Ce que je n’aime pas

Ce que j’ai moins apprécié dans ce roman ce sont… les licornes ;-). En fait, l’auteur part de l’hypothèse que les licornes ont bien existé et qu’elles ont été sauvées aussi dans l’Arche de Noé pour disparaître ensuite… cela m’a fait furieusement penser à la pub de Canal + il y a quelques mois où on voyait un scénariste de la chaîne de TV qui draguait en soirée en racontant cette histoire de licornes et d’Arche. J’ai eu du mal à me défaire de ces images… comme quoi, la pub est vraiment perverse !

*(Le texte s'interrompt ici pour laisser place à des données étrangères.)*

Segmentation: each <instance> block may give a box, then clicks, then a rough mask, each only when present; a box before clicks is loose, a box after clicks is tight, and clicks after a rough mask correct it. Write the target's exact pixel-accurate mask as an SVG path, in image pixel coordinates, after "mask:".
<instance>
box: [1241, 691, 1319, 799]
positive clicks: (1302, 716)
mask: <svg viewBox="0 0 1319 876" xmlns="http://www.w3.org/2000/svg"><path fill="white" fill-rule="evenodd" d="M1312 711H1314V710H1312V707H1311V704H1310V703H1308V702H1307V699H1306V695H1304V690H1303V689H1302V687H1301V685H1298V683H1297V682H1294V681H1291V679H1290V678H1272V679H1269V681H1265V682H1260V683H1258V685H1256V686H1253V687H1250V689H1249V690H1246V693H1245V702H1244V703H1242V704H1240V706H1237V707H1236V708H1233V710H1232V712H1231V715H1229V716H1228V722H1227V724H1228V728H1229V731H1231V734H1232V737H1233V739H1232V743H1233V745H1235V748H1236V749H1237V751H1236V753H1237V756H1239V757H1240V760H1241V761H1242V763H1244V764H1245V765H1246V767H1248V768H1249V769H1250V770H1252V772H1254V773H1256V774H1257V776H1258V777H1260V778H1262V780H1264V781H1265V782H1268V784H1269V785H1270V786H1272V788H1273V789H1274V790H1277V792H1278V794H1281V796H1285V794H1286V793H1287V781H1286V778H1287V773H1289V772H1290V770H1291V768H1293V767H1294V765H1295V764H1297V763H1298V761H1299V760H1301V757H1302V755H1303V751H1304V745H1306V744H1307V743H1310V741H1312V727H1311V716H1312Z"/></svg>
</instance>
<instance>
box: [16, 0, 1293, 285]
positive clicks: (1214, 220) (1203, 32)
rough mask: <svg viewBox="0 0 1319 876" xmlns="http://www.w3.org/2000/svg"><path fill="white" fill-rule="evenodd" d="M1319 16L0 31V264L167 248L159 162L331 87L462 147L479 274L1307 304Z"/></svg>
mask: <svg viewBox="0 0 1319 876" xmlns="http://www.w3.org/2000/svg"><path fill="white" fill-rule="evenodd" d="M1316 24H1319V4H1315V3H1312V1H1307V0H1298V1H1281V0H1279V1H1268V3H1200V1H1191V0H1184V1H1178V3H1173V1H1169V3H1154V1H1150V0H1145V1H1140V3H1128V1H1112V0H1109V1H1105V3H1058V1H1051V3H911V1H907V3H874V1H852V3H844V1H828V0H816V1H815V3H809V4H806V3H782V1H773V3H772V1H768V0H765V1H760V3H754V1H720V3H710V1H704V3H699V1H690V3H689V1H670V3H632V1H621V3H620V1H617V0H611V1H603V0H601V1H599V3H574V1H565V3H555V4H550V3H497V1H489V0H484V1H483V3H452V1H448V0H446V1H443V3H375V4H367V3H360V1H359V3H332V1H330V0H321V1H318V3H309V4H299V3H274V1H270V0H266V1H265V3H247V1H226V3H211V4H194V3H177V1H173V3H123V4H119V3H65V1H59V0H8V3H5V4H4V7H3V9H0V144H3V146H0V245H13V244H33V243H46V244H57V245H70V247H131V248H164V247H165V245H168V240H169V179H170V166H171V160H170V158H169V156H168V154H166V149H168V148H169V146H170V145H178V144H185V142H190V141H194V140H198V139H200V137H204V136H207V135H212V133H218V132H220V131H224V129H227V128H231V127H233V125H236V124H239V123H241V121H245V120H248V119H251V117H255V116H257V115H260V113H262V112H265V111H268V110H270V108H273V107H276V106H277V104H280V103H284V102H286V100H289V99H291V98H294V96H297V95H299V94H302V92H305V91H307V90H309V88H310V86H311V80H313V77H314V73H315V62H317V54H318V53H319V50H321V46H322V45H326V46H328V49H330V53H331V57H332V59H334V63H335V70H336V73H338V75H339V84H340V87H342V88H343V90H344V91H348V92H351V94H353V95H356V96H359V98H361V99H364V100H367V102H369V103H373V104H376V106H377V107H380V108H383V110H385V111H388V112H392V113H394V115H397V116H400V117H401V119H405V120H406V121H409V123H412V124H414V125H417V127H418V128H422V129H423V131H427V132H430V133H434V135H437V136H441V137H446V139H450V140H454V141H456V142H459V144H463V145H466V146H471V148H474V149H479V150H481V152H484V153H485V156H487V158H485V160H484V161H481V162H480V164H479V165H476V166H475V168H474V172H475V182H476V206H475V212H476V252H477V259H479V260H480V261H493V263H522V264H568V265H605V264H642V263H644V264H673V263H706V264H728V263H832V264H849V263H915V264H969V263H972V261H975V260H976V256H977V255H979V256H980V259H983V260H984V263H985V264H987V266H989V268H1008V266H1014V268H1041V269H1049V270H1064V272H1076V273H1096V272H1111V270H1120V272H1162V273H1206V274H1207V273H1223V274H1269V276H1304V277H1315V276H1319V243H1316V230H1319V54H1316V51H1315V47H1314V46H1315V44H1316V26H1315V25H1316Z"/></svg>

Sinon, sans trop spoiler le texte, les licornes ici ne sont pas aussi glamour que celles que l’on peut imaginer (nous ne sommes pas dans Harry Potter).
L’autre élément qui m’a un peu freiné dans ma lecture, surtout quand le livre s’est trouvé en concurrence avec les plus de 800 pages des dissertations de philosophies de série L que j’ai dû avaler en moins d’une semaine, c’est le côté « Mission impossible » de l’histoire. Je m’explique : comme dans Mission Impossible avec Tom Cruise, les héros du roman sont sans arrêt dans des situations catastrophiques, mortelles, périlleuses, impossibles en somme. Mais à chaque fois, un miracle se produit et ils s’en sortent à tout les coups. C’est aussi comme dans les films hollywoodiens quand le héros se fait canarder par plusieurs tireurs qui à chaque fois ratent leur cible pourtant bien visible et que lui, avec son petit pistolet tire sans vraiment viser et abat à tout les coups ses adversaires ! Ce n’est pas crédible… c’est un peu la même chose ici. Qu’un personnage de fiction se trouve dans une ou deux situations difficiles, soit, cela fait partie du plaisir de la lecture. Mais quand c’est presque à tous les chapitres, à un moment, cela se voit…
Enfin, et ce n’est pas le moindre, le secret de l’Arche que l’on attend impatiemment de connaître tout au long du livre est, disons, pour le moins creux voire naïf. On ne sait plus si on est dans un roman ésotérique ou un roman de science-fiction… Raël es tu là ? Bref, cela frôle même le ridicule, mais il faut bien inventer quelque chose d’extraordinaire pour faire tenir le lecteur.

Donc, au final, La Dernière Licorne est un bon roman d’été, qui ne vous prendra pas la tête même si on aurait aimé en fait qu’il nous la prenne un peu plus avec des éléments vraiment ésotériques plus importants. Le rythme rapide des chapitre fait passer un bon moment, l’ailleurs dans un Kurdistan qui nous est inconnu est présent, mais le tout manque de subtilité et de profondeur.